It’s not an accident that dirt roads end up with deep ruts on them,
that moguls on hills get steeper
and that we find ourselves slipping back into
the very things that exhaust us at work.
Once the pattern starts to be grooved, we repeat it,
which only makes the groove ever deeper.
– Seth Godin, The ruts
Proposals are notorious for being exhausting, even for burning people out. So, why don’t we just do things differently?
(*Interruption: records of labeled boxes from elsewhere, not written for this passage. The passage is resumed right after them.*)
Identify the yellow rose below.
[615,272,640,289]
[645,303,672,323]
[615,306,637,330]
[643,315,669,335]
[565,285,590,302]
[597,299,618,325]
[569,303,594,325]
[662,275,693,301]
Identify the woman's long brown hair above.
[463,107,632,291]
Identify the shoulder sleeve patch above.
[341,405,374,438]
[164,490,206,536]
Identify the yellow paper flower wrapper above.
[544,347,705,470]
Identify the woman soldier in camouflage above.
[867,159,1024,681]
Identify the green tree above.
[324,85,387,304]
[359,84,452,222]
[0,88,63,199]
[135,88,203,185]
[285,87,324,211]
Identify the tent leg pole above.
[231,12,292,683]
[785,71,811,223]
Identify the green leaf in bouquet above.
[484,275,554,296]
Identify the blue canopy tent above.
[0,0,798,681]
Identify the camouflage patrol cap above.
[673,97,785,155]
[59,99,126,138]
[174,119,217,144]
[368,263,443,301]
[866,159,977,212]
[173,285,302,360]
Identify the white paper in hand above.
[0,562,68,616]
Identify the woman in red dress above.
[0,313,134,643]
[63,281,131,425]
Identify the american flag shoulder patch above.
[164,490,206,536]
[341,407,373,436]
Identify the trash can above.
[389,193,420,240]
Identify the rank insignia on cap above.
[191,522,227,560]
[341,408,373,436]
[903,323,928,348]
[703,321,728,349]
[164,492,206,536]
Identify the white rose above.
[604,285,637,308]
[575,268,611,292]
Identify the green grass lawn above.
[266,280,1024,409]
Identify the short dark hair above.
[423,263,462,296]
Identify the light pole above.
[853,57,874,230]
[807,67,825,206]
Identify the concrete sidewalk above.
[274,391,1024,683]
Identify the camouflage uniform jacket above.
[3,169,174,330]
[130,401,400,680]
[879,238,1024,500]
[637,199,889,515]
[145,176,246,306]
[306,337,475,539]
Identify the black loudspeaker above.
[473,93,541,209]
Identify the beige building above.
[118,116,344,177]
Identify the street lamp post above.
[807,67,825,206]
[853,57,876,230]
Habits are habits because in many ways,
they’re simply easier in the moment.
A new year is as good a time as anyway to revisit our bidding ruts. To smooth off some of those proposal-team moguls. To stop slipping back into the very things that exhaust just because we’re too tired to do anything else. To form some new habits:
- To limit hours of work for proposal teams and to enforce the limits
- To set standards for presentation quality that are suitable for a one-off sales proposal, as opposed to a coffee-table photo book
- To include repair time (aka management reserve) in our schedules
- To train proposal workers outside the process, and to brief them properly inside it
- To rotate proposal work among all technical and marketing and communications and administrative staff
- To gather statistics and stories and kudos every week, rather than after the RFP hits the street
Touchy-feely types tell us to stay in the moment. For appreciating the world’s wonder, I couldn’t agree more. For managing proposals, I couldn’t agree less.